30 August 2020

A Recurrent Neural Network for Classifying Patent Application Technology based on Titles

Sorry DaveIn a companion article, I presented the results of using a machine learning model to classify Australian provisional applications into 35 fields of technology based upon nothing but their titles.  In this article, I provide additional technical detail of the model, along with results of its performance in testing and validation.  I also make some observations on the costs of machine learning, in terms of hardware, computation, and energy consumption.  Even for a relatively modest model, these costs may become non-negligible, while recent reports indicate that large-scale state-of-the-art machine learning systems are most likely costing millions of dollars in compute resources and energy to develop.

It is not obvious that a neural network model could be trained to predict the technical field of a patent application given nothing but the title as input.  Human specialists (i.e. patent searchers and examiners) classify applications into very specific technical categories defined by various patent classification systems, such as the International Patent Classification (IPC), or the Cooperative Patent Classification (CPC) which has been jointly developed by the US and European patent offices.  In doing so, the specialists have access to the full patent specification and claims to enable them to determine the subject matter of the invention.

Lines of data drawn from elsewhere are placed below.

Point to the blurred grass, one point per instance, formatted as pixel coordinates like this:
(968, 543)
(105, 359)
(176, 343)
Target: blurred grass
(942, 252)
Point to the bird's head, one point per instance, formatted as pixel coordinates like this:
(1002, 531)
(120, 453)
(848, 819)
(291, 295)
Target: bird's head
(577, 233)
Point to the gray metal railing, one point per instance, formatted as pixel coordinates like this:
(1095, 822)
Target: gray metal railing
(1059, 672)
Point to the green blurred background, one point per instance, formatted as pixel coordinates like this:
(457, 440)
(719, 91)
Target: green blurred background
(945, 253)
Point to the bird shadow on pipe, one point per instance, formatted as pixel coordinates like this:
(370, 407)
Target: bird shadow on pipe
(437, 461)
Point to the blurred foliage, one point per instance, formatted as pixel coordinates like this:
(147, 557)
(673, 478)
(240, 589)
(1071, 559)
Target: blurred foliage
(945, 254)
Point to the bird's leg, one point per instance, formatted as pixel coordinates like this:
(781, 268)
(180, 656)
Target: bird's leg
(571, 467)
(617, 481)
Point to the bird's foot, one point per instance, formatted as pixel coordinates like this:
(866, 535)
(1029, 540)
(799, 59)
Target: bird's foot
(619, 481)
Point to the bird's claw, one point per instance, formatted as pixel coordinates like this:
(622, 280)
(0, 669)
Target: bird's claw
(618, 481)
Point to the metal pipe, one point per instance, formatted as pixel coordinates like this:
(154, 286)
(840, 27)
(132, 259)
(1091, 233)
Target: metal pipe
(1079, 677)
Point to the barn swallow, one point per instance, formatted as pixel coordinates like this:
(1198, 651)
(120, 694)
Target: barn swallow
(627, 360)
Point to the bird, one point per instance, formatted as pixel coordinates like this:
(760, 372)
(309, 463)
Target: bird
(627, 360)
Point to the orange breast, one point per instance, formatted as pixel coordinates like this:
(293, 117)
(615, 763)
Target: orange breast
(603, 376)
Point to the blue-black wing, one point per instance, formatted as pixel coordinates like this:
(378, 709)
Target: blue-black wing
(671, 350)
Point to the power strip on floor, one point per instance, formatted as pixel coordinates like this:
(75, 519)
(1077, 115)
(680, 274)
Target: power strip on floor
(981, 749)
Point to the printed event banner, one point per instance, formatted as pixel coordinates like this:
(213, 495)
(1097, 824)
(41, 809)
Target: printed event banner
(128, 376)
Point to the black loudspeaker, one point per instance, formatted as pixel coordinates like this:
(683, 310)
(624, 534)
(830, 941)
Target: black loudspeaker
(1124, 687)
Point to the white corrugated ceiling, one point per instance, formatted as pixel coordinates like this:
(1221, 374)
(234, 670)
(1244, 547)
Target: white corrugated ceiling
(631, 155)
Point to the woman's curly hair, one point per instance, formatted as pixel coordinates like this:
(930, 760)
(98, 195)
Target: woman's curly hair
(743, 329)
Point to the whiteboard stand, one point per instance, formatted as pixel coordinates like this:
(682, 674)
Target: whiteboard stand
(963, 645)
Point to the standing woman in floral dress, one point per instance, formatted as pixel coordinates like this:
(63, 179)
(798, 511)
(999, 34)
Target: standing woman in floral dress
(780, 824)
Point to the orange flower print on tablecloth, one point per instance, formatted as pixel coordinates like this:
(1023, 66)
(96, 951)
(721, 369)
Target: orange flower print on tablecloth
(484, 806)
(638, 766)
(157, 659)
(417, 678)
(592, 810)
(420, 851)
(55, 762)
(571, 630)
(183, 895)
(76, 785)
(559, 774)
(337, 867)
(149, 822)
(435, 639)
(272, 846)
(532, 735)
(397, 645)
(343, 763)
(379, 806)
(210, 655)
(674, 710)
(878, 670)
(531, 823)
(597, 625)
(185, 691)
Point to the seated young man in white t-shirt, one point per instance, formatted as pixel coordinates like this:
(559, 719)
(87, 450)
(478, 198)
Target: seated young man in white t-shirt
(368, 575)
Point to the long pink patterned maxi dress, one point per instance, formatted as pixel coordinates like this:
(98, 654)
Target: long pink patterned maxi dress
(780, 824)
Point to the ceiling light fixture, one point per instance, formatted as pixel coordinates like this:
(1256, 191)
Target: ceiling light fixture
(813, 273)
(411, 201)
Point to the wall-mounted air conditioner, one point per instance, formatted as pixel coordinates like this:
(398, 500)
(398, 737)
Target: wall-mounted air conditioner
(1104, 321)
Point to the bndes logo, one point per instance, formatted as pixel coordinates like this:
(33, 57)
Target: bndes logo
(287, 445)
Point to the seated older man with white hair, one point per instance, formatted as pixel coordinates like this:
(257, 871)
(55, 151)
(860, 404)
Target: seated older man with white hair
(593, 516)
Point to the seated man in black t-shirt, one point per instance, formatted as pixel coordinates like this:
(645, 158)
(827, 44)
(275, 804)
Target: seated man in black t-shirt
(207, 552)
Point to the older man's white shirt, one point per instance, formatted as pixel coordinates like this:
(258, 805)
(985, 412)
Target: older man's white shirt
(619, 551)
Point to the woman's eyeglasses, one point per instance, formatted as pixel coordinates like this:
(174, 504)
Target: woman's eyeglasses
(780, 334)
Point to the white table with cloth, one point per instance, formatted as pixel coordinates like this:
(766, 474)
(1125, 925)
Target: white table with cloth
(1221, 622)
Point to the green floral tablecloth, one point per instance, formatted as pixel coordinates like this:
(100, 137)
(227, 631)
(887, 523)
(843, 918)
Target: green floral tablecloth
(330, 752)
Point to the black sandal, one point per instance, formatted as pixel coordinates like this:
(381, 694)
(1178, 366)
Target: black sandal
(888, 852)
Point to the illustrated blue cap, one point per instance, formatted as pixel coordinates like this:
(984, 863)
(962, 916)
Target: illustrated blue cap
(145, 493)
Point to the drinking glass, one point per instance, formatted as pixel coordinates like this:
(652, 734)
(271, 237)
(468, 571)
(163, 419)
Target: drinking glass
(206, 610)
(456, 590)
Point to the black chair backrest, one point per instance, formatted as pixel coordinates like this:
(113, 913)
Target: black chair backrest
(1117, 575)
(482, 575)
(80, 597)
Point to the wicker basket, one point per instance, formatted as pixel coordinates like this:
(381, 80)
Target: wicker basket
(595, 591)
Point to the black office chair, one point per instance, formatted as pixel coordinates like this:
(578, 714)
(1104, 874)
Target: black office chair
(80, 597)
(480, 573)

However, while accurate classification at the specificity of systems such as the IPC and CPC based only upon a title would doubtless be impossible – even for a human expert – a less challenging task, such as predicting a field of technology selected from a relatively small number of choices, may be feasible.

Here, I report results of training a neural network model on the task of classifying patent applications according to 35 technical fields grouped into five technology sectors.  The model achieves 67% accuracy, averaged across all technical fields, and nearly 80% accuracy in the best case (‘organic fine chemistry’), if forced to classify each title into a single field of technology.  However, not all misclassifications are necessarily ‘wrong’, given that the subject matter of a single patent application may cross multiple fields of technology.  At the higher level of ‘technology sector’, the model’s accuracy varies between 73% and 91%.  Furthermore, when the model output is used to identify multiple potential fields, the ‘correct’ classification appears in the top four predictions in over 89% of cases.

Overview of Model Design

The particular machine learning model I settled on to classify applications from their titles is based on a type of neural network known as a Gated Recurrent Unit (GRU).  A GRU is itself a type of recurrent neural network (RNN).  The defining characteristics of an RNN are that it contains ‘hidden’ state information (basically a form of ‘memory’), and that its outputs in response to one input are ‘fed-back’ to be combined with each subsequent input.  This means that RNNs are able to process variable-length sequences of inputs, with the output updating as each new input in the sequence is applied.  A GRU differs from more basic forms of RNNs in that it includes elements that enable it to control – and, indeed, to learn – what to ‘remember’ from earlier inputs as it processes a sequence.  GRUs are, in turn, simplified variations on more sophisticated structures known as Long Short-Term Memory (LSTM) networks.

My GRU model implementation receives inputs as a sequence of characters.  In its untrained form, therefore, it knows nothing about such concepts as ‘words’.  Using character-based input has the advantage of limiting the number of different input values that need to be encoded – the letters of the alphabet, the digits, and a few common punctuation symbols are sufficient.  A word-based implementation would require a vocabulary to be built containing all the words needed to train and use the model.  There is no way to add new words once the model has been trained.  The main disadvantage of a character-based implementation is that the model has to learn everything that it needs to know about the structure of individual words, and how they are sequenced into sentences (or, in this case, application titles) from the patterns that it finds in its training data.  As a result, training may be slow, and may require a very large number of examples from which the model can learn.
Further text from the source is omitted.